Compatibility issue with Bart's PE Builder

[nameless]

I am running PG 3.050 and Bart's PE Builder 3.0.33 with WinXP Pro SP-2.

When building the BartPE ISO file, the builder executable (pebuilder.exe) fails to unload the temporary registry hive (petmphive). This occurs even if all permissions are granted to pebuilder.exe.

Enabling learning mode is of no benefit, and no PG alerts occur in any case, which is strange. The exact error thrown by the builder is:

Code:

Error: closeHive failed: RegUnLoadKey (key="PEBuilder.exe-C:/bartpe/petmphive") returned error 0: Access is denied.

Additionally, other errors occur, including this one:

Code:

Error: addFromInf failed: RegSetValueEx "AppInit_DLLs" returned error 2: The system cannot find the file specified. Line=1327 Key="Microsoft\Windows NT\CurrentVersion\IniFileMapping\win.ini\Windows" Value="AppInit_DLLs"

In short, the only way to get successful builds when running pebuilder.exe is to totally disable PG protection before running pebuilder.exe. Also, if the petmphive hive is stuck open, you will have to unload it manually.

[nick s]

Quote:

Originally Posted by nameless

I am running PG 3.050 and Bart's PE Builder 3.0.33 with WinXP Pro SP-2.

When building the BartPE ISO file, the builder executable (pebuilder.exe) fails to unload the temporary registry hive (petmphive). This occurs even if all permissions are granted to pebuilder.exe.

Enabling learning mode is of no benefit, and no PG alerts occur in any case, which is strange. The exact error thrown by the builder is:

Code:

Error: closeHive failed: RegUnLoadKey (key="PEBuilder.exe-C:/bartpe/petmphive") returned error 0: Access is denied.

Additionally, other errors occur, including this one:

Code:

Error: addFromInf failed: RegSetValueEx "AppInit_DLLs" returned error 2: The system cannot find the file specified. Line=1327 Key="Microsoft\Windows NT\CurrentVersion\IniFileMapping\win.ini\Windows" Value="AppInit_DLLs"

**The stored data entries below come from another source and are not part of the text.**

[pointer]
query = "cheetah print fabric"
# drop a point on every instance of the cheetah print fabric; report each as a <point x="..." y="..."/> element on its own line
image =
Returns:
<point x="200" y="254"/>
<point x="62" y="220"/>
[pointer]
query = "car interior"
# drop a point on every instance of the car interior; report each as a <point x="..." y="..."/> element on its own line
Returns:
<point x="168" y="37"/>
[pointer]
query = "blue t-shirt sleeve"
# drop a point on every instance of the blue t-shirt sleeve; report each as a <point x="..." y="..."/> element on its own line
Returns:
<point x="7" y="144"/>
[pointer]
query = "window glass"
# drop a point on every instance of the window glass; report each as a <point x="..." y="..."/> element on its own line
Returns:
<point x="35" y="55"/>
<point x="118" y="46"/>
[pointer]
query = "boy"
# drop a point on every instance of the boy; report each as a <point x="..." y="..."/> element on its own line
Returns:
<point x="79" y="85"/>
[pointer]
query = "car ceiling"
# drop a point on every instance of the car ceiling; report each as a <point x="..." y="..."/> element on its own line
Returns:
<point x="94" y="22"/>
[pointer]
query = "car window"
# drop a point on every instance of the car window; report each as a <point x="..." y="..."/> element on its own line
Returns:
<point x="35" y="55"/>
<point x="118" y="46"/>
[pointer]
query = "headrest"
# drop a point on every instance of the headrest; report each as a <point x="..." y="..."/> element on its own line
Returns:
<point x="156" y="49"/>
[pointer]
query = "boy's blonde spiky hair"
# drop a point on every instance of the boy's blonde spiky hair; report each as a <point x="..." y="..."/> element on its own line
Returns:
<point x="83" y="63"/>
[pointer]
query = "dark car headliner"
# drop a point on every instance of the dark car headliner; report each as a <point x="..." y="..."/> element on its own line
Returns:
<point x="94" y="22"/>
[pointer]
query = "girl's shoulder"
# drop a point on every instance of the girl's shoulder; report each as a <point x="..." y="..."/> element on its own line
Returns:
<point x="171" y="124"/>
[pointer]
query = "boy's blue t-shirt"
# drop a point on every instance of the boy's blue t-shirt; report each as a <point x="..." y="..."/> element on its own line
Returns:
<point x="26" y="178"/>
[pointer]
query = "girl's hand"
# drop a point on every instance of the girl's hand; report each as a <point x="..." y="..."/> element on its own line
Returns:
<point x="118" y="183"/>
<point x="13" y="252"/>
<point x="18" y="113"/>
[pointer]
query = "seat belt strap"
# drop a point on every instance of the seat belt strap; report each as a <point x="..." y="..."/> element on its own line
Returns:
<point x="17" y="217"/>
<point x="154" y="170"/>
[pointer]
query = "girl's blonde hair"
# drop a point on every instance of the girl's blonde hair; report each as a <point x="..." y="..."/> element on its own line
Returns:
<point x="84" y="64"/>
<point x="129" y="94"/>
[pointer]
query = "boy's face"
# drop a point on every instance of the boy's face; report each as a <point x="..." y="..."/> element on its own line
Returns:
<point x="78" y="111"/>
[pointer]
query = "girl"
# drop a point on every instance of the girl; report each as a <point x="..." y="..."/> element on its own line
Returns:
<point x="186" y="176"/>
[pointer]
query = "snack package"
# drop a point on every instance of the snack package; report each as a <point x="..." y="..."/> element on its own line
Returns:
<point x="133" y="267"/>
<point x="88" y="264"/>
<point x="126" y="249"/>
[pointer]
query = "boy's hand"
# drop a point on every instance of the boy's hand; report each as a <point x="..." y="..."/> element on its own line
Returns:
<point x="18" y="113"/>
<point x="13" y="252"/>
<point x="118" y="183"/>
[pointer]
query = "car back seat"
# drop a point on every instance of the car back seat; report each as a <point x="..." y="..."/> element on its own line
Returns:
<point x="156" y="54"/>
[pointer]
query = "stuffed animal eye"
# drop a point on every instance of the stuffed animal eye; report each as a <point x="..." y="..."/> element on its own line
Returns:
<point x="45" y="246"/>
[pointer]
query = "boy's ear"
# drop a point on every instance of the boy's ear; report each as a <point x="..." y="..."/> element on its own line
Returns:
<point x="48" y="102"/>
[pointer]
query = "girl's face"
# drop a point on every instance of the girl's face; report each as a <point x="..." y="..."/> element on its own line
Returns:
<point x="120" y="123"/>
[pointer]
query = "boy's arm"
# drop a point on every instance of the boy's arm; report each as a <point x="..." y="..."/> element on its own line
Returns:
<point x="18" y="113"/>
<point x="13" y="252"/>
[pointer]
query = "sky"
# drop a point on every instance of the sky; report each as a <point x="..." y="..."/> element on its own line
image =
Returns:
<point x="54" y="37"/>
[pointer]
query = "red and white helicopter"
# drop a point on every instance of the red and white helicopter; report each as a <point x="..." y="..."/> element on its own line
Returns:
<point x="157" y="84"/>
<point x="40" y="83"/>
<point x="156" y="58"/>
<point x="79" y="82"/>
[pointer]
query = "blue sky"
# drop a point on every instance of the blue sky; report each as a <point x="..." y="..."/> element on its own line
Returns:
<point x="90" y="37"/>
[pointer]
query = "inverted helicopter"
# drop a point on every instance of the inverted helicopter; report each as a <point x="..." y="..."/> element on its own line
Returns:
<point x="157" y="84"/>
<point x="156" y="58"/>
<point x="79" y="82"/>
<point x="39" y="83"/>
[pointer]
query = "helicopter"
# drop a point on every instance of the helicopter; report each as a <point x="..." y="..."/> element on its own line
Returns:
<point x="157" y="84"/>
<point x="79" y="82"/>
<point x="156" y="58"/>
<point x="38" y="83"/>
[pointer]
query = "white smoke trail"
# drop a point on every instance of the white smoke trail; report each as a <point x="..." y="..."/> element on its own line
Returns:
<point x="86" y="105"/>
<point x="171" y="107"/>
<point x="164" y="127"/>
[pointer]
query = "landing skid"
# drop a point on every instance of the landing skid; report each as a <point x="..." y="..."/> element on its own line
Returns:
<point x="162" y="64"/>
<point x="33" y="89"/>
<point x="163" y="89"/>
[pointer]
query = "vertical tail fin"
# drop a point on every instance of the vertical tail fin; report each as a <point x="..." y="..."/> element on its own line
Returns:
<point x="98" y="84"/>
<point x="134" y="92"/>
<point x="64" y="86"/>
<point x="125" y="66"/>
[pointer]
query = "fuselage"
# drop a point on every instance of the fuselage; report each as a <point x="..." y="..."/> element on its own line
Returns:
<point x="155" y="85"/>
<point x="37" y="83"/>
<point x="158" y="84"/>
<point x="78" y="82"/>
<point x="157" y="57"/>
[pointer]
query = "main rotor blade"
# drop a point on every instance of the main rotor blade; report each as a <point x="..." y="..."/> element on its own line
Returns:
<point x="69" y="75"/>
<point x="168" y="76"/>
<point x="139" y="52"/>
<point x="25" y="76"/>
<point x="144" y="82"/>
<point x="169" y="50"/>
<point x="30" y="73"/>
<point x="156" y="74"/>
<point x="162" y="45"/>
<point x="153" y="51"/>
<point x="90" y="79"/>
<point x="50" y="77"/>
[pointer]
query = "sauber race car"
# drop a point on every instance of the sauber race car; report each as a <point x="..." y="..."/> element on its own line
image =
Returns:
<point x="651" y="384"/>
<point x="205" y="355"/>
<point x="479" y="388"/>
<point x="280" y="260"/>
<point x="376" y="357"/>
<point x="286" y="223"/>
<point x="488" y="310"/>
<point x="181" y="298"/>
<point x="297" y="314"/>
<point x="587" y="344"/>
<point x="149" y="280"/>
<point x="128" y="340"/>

In short, the only way to get successful builds when running pebuilder.exe is to totally disable PG protection before running pebuilder.exe. Also, if the petmphive hive is stuck open, you will have to unload it manually.

Hi nameless,

Another way of getting around those issues (I've had similar errors with or without PG) is to boot into Safe Mode, login as Administrator, and then build the ISO.

Nick

[nameless]

Thanks, but that's not an option for me. I run dozens of PE builds a day, and I need to use Virtual PC at the same time (to test the builds), and also get other work done.

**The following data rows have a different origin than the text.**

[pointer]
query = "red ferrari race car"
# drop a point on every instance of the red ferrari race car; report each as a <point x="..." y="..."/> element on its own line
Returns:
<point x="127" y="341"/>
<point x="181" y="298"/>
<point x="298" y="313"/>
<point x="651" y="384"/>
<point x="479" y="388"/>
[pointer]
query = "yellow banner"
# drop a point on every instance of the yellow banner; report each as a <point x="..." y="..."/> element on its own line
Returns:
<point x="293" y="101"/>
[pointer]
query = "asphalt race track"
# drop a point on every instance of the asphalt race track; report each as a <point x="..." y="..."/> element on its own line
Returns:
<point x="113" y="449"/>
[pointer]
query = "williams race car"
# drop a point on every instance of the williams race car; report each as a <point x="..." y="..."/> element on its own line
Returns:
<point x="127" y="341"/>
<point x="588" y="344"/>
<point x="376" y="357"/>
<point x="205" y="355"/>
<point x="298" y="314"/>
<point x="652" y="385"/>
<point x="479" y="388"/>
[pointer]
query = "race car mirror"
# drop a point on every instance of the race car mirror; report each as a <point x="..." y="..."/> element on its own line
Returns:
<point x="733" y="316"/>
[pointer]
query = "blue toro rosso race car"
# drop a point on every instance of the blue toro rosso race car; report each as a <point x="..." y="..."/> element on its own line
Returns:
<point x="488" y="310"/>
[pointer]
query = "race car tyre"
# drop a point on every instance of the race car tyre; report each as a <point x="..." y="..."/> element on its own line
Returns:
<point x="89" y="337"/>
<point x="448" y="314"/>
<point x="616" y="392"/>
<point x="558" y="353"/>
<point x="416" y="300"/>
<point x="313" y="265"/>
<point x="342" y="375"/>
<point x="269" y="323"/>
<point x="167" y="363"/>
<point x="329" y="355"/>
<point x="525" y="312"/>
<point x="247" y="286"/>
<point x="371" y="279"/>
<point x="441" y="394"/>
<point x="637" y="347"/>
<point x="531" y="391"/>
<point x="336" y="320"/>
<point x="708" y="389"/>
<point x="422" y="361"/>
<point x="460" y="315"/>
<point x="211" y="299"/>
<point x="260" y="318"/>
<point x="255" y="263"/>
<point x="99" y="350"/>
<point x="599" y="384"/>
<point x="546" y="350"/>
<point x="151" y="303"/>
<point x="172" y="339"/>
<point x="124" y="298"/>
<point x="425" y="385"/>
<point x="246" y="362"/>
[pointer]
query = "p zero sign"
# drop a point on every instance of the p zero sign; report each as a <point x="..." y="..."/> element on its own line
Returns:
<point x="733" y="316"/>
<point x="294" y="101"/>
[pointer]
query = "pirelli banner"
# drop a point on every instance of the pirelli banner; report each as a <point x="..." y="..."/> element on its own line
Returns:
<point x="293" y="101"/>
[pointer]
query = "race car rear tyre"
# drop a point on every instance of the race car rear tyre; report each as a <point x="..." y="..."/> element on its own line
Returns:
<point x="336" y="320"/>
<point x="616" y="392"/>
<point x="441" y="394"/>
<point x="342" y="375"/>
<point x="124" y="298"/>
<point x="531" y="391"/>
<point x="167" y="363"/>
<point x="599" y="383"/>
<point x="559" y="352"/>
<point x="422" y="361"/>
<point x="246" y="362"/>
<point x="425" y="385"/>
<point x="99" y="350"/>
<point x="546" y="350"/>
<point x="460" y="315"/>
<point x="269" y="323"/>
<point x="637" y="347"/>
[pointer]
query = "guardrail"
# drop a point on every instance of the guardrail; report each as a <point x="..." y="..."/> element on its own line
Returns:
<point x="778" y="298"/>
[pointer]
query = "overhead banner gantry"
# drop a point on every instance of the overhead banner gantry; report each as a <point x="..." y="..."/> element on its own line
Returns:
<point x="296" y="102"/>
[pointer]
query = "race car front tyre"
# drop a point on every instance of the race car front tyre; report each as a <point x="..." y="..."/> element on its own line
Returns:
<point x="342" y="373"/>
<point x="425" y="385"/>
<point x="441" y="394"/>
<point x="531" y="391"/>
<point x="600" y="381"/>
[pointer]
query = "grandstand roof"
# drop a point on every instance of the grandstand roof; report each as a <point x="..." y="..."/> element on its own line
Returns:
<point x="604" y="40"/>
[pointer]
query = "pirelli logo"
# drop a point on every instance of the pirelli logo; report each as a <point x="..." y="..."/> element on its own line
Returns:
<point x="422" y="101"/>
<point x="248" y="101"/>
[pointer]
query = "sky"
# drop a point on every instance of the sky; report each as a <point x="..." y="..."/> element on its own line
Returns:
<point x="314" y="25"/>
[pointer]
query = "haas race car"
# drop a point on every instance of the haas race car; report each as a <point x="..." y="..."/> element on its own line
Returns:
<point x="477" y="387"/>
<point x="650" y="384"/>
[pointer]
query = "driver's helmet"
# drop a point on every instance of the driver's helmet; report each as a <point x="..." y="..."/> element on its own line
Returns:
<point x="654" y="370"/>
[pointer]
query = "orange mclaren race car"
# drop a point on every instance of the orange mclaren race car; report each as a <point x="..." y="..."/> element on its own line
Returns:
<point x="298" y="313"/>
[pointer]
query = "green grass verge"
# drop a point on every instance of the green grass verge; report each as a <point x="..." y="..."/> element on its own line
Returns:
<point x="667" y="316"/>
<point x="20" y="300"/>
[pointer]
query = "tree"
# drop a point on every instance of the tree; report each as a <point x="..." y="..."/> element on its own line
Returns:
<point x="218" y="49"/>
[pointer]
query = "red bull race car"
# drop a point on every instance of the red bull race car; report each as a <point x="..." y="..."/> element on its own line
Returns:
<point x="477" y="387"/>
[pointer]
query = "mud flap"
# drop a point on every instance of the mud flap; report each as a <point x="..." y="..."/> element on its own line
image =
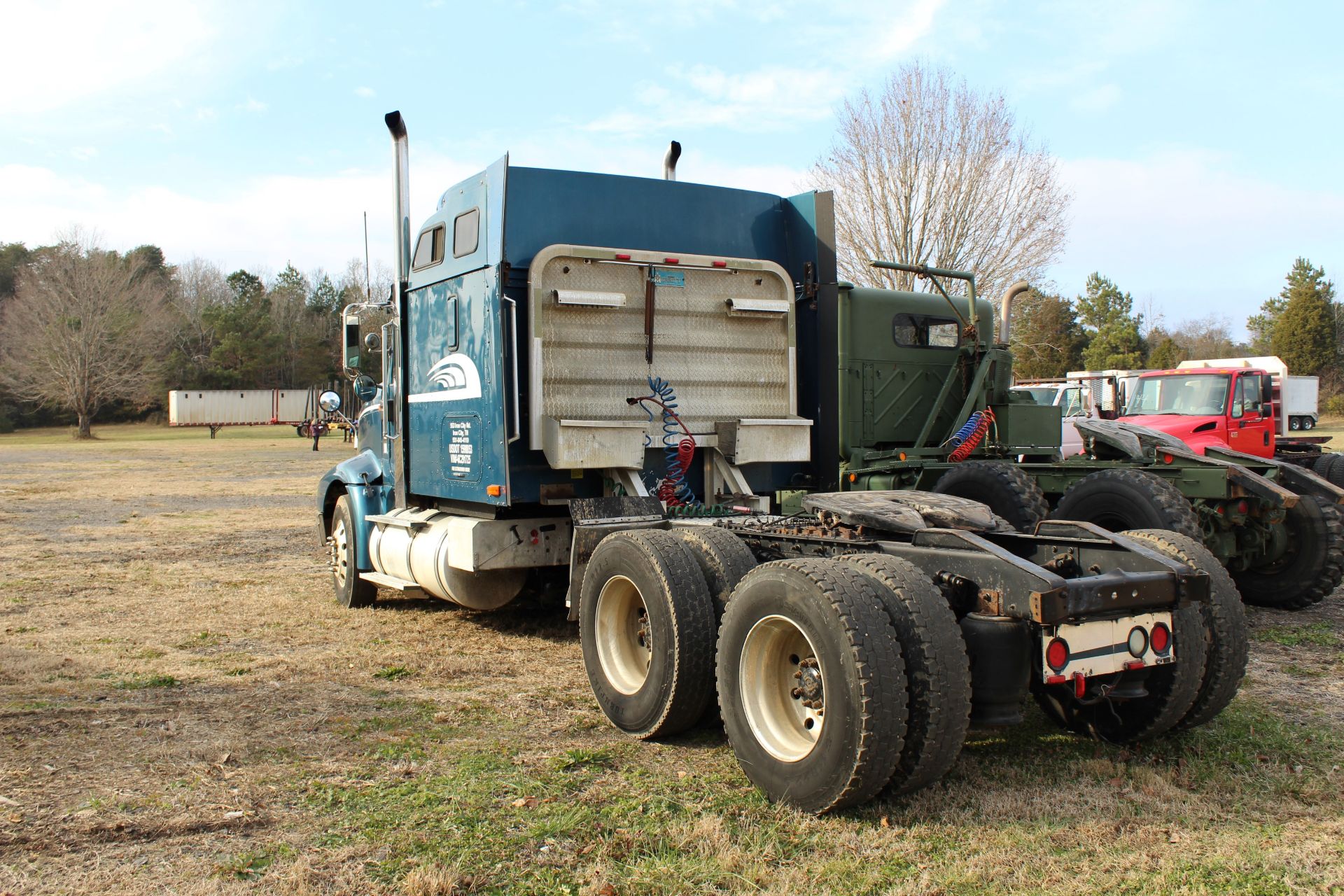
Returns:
<point x="594" y="519"/>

And I was hoping that DCS could take a look at the issue too, which was my main point.

I've build BartPE ISO files hundreds of times before, and this has never happened. And having PG enabled or disabled makes the difference every time. So on my system, this issue seems definitively linked to PG.

[Jason_DiamondCS]

ProcessGuard is protecting various parts of the registry as it needs to. These protections are only disabled when protection is disabled. There is nothing you can really do because those protections are in place to ensure the integrity of ProcessGuard.

The appinit_dlls one is due to one of your global protection options (Block Registry DLL injection), so you can remove that one if you want.